The insufficiency of nature as an object of worship was noted by Robert Frost in “The Most of It”:

. . . all the voice in answer he could wake
Was but the mocking echo of his own
From some tree-hidden cliff across the lake.
Some morning from the boulder-broken beach
He would cry out on life, that what it wants
Is not its own love back in copy speech,
But counter-love, original response.
And nothing ever came of what he cried

Nevertheless, the only notion of god that still makes some sense to me is simply equating god with the universe. Nature is amazing, and beyond good and evil. Alternately, I might entertain the possibility of a meta-cosmos, something inherent in the universe that has some attributes that humanity traditionally bestowed on its gods. New Age people speak about “cosmic laws” and “cosmic intelligence” and “the Light” in this manner, and try to cobble together various world religions so that only the best is preserved. But it’s still wishful thinking with no supporting evidence, The Secret as its best-selling bible (outselling Frankl’s book: no surprise).

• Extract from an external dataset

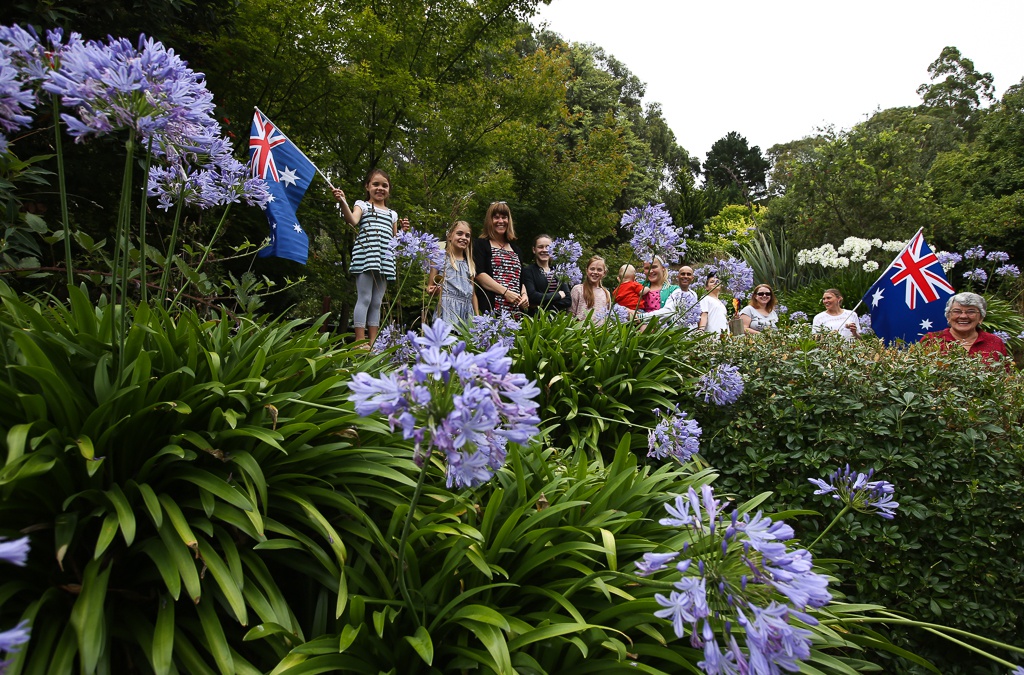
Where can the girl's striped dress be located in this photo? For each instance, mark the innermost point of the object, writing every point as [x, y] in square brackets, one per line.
[371, 252]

Nevertheless, that “fusion of the East and West” approach had a lot of appeal for me until I went to a lecture on karma and saw the old idea of justice as vengeance, and the old dogmatism (during the Q&A period, questions about the validity of the concept of karma were not permitted), along with blaming the victim. The speaker (an American Jungian psychologist who’d lived in India for a while) seemed taken aback by how much the audience treasured THIS life, rather than being eager to die and experience the wonders of the astral world (I’ll never forget his saying, “The flowers here on earth are nothing compared to how beautiful astral flowers are”).

Re: Viktor Frankl. Is meaning necessary for survival? It helps a lot and it can work wonders (e.g. when I knew why I was working so hard to master English, and could see how exceptional effort leads to outstanding results). But then for almost 20 years I had only a weak and shifting sense of meaning -- and a haunting memory of how wonderful it was to have a strong sense of purpose, a powerful goal.

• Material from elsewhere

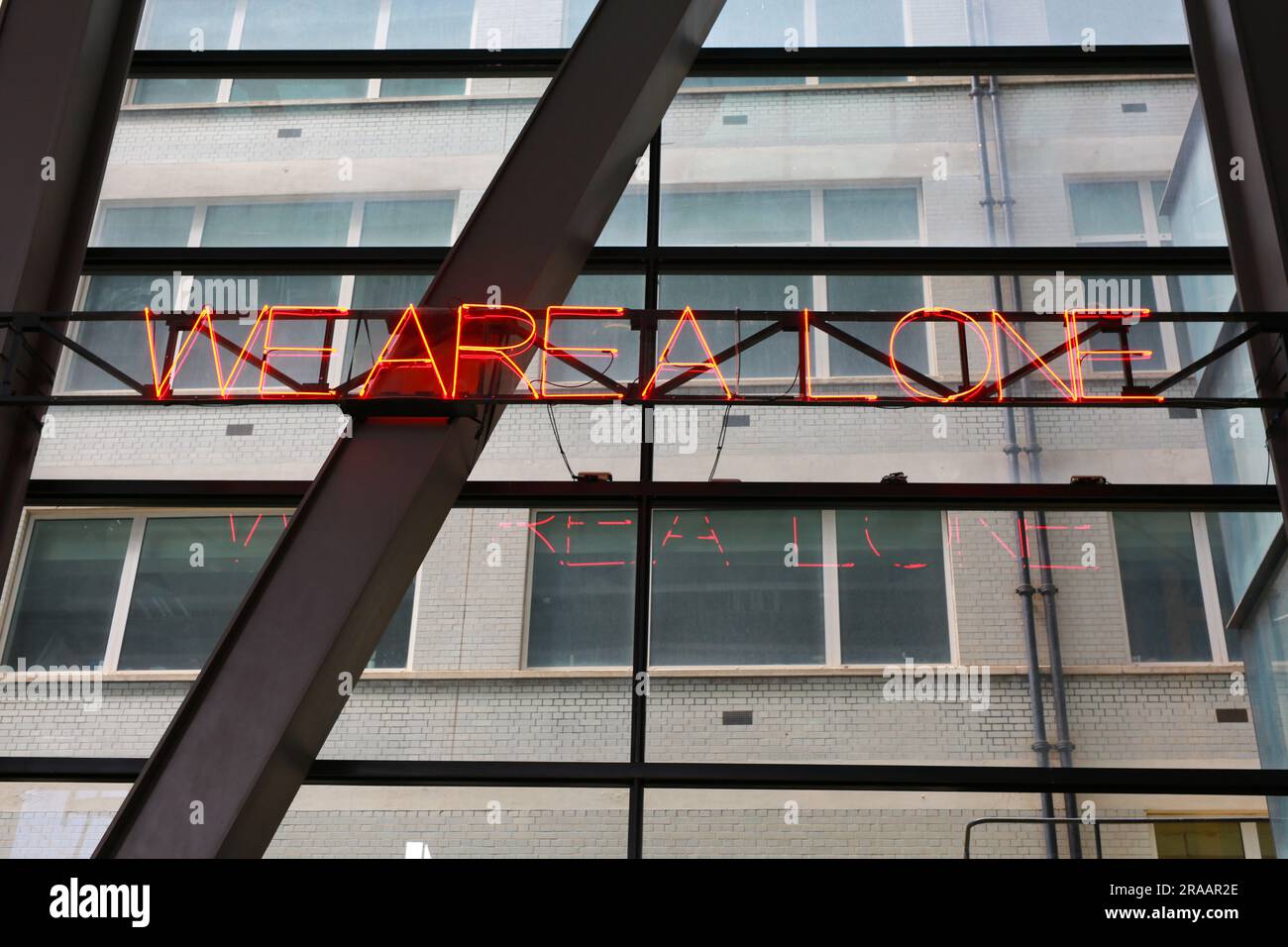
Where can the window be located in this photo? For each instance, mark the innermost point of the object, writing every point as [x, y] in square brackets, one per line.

When I had my perception shift re: depression, I threw myself into work even though it had no meaning for me – practically none. I wanted to be productive rather than stagnate in despair. Productive for what purpose? I had no answer. I decided to do it blindly (e.g. write the blog), without allowing myself to wonder why I'm doing it (and a friend didn’t help by saying, “Enjoy writing your blog. That’s all it’s good for”). Normally people are sustained by meaning, but at that point I did not have a sense of meaning. Meaning emerged later. 

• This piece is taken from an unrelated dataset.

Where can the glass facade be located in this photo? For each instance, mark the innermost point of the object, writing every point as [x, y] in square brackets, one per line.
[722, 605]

That first months after closing the door on depression were very exhausting. It was work, work, work. Nothing gave me much pleasure, and my memories of positive experiences were still blocked. But working hard was the only thing I knew how to do. That particular summer was very rich and brought me much writing material, though I couldn't afford to think if anyone would ever want to read what I wrote. I said to myself, work blindly; don't ask why am I doing this, don't ask where am I going. Even though I’m extremely introverted, I managed to established my no-thinking zones. I had to stop thinking, except in terms of what to do or write next.

So I both agree and disagree with Frankl: it's wonderful to have a meaning, but based on my experience I say that it's possible to survive without a meaning in life, at least for a time, if you throw yourself into work simply to be doing something and kill self-centered cogitation – the answer lies outside. When I focused on what lay outside the suffocating labyrinths of my psyche, I could function quite well. Even such "blind work" (maybe analogous to "blind faith") can be salvation. Meaning doesn't have to precede activity, but can emerge from it, and/or from the healthier state of mind brought about by being active.

Of course I was very lucky to have had the skill and to have forged my own venue. And to have the intelligence and the talent, both mostly genetic. Luck all around!

And that has been one of my life's great surprises: after having regarded myself as unlucky almost as long as I can remember (with two magnificent exceptions: the last year in Warsaw, and the last year in Los Angeles – the beauty of it before loss), I came to perceive myself as exceptionally lucky.